The surprise announcement last week that Deloitte & Touche is to merge with Andersen UK will affect, for better or worse, many careers at the two firms.
According to John Connolly, UK senior partner at Deloitte: ‘The enlarged firm will offer even greater development opportunities for all of our people.’ Many staff at the two firms will no doubt swallow such comments alongside a strong dose of cynicism.
But for Connolly at least, the deal represents a significant boost for this career.
When he took over as UK senior partner of Deloitte & Touche in 1999, the firm was at the bottom of the Big Five league table.
Following the announcement that Deloitte is to take on the partners and staff of Andersen UK (the word merger is carefully avoided), Connolly is set to become the senior partner of the country’s second largest firm.

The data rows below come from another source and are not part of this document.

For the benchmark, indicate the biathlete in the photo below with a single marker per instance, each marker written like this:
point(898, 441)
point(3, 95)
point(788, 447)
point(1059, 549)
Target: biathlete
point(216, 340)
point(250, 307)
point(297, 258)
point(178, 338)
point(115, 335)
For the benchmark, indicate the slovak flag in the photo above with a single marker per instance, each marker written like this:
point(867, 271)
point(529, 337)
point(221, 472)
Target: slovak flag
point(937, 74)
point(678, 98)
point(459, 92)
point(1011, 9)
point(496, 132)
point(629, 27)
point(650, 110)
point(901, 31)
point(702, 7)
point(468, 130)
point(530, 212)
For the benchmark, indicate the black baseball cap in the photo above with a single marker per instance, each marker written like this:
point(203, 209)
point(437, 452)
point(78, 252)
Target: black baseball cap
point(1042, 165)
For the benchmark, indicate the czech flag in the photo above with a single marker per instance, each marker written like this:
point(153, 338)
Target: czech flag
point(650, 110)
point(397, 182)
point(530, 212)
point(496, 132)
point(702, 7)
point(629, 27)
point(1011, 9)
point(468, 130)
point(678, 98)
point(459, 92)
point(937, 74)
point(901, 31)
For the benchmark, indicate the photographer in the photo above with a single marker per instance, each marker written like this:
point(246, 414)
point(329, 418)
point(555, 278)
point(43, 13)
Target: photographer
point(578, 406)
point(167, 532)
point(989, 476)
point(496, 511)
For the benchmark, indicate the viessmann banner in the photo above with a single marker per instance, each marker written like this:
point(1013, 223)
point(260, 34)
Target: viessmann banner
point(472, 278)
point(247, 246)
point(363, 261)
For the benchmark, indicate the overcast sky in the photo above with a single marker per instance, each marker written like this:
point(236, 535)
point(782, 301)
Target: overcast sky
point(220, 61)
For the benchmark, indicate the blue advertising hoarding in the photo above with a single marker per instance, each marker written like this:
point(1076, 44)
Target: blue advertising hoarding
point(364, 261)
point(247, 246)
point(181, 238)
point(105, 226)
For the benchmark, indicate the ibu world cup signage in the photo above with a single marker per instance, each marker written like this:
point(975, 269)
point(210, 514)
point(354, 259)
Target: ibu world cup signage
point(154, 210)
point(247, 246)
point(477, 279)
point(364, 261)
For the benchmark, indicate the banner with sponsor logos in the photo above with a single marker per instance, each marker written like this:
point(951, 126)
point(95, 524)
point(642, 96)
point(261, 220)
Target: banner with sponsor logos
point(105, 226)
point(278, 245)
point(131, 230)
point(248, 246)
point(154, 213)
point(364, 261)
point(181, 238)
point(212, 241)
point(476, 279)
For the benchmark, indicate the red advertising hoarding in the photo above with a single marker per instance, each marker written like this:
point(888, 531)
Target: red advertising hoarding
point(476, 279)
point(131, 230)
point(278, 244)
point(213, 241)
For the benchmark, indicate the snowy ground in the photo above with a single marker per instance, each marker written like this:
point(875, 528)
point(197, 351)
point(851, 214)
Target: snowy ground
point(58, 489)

His empire will encompass £1,415m of annual revenues.
He will be chief executive and senior partner of the enlarged firm, although some Andersen partners will join the board and executive team, and the firm will retain the Deloitte name.
Connolly, regarded by some as a bit of a bruiser, has spent his whole professional life with the firm. Earlier in his career he ran an office for the firm in the Middle East, was partner-in-charge of its Leeds office and a regional managing partner. Before taking up his current role, he was head of the London office and UK managing partner.
He is a corporate finance specialist and has worked on many mergers, experience that no doubt stood him in good stead for the negotiations with Andersen UK.
Maybe it was this that helped him keep the negotiations so hush-hush.
Rival player KPMG was widely expected to take over Andersen UK. Deloitte, on the other hand, stayed silent and its announcement of the deal last Wednesday took both the media and the accounting world by surprise.
Connolly has no doubt enhanced his reputation by seemingly being able to pull a rabbit out of a hat, and by getting one over on his rivals at KPMG, especially as the merger, if successful, will knock KPMG off its position as the UK’s number two firm.
But now that the deal is signed, Connolly faces the challenging job of making it work.
He will have to convince regulators that the deal is not so much of a threat to competition that they should block it.
He also has to convince staff that the merger can work. This may not be too hard. Andersen UK needs a home, and some Deloitte staff will be hoping their remuneration will be boosted to match the reputedly high levels of their new colleagues. Maybe his toughest job will be managing this expectation.